Mnesilochus saves himself in comic fashion, by seizing a wineskin and threatening to cut it open with a knife as if it was a human hostage. Regular readers will remember that a running joke in Attic Old Comedy is that Greek women love booze like a pack of ancient Patsies and Edinas from Absolutely Fabulous. The horrified women can’t bear to see a drop of wine wasted in such a manner so they back away from Mnesilochus.
The scene goes on with a parody of Euripides’ tragedy Palamedes which I will omit for brevity’s sake. The Chorus Leader of the women addresses the audience directly next, reciting a littany of complaints about men. A modern adaptation could have a lot of fun with this by playing up the kind of whining that campus feminists do about “microagressions” that would never even phase women who function in the real world.
Next come the episodic “blackout sketches” of the comedy, which in this case take the form of a series of unsuccessful attempts by Euripides to rescue the still-captive Mnesilochus. These attempts all parody scenes from Euripides’ tragedies with emphasis on the dynamics between men and women. A Scythian policeman (a modern adaptation could make him a figure representing the pandering, eunuchoid White Knights who abet the self-proclaimed “SJW’s”) stands guard and foils all the attempts to rescue Mnesilochus.
Eventually Euripides simply goes to the women and works out a truce.
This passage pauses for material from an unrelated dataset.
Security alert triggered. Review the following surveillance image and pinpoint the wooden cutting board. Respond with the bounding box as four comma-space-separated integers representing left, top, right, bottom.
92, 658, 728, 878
He promises not to give away any more of their secrets regarding their manipulation of the men in their lives if they free Mnesilochus. Both sides agree to these terms, bringing on the comedy’s happy ending.
Normally I provide a way in which these ancient comedies could be used to lampoon the faults of modern-day liberals AND conservatives, but let’s face it – at this particular point in time there is no true conservative counterpart to the situations presented in Thesmophoriazusae.